In the same vein as sauerkraut, there’s kimchi (which is a different process that produces different flavors, and which can be done with a wide variety of vegetables, not just cabbage).
Off the top of my head, there’s also jerky, pemmican, and a wide variety of dried fruits.
And are we counting foods (such as most root vegetables) that can last for months or years in their natural state?
That’s not really what I was thinking about this morning but I still wouldn’t mind discussing them. What motivated my question was the thought that mankind might never have invented certain foods if it were not for our ancient ancestors lack of modern technology. Can you imagine a world without bacon? What a horrible scenario that would be.
Not really. Whiskey and most other fermented beverages like wine or mead don’t have the nutritive value of beer. Also, distilled beverages like whiskey date to only around five hundred years ago, which aren’t really “ancient times.”
Whiskey provides mostly calories, and has little food value beyond that. While it’s a more concentrated form for shipping alcohol than beer, it wasn’t developed to serve as a food.
Raisins and Prunes, which I supposed could fall under the heading of “dried fruit”, although it’s whole dried fruit, as opposed to dried apple slices and the like.
I don’t know how ancient it is, but the US Navy shortly after the Revolution had “Dried soup”, which was soup with all the water boiled out of it, leaving a solid black mass that could be reconstituted by simply putting it in a pot of boiling water. There’s a solid black chunk of this stuff at the USS Constitution museum in Boston. It looks more ike building material than food, but it could apparently keep forever.

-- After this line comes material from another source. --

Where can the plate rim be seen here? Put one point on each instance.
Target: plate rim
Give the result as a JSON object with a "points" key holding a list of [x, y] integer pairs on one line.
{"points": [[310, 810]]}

For that matter, Ship’s Biscuit also keeps forever, if you keep it dry. It was basically flour and water, mixed to a paste (with little water in it) and baked. The result was hard as a rock, but woulkd keep without preservatives. They must have had stuff like this in the ancient world – when Ernest by Schoedsack and Merian C. Cooper were making the film Grass in Afghanistan in the 1920s (well over a decade before they made King Kong), they followed the nomadic herdsmen who themselves followed the grass that kept their herds alive (hence the film’s title). Their financial backer, a woman whose name I can’t recall, reportedly broke a tooth on the nomads’ rock-hard bread, which must have been a cousin to ship’s biscuit.
Miso is apparently REALLY old. As in, 4th century BC old.
I’d imagine that dried fruit and dried meat are probably the very oldest preserved foods though- they take very little in the way of extra ingredients or infrastructure.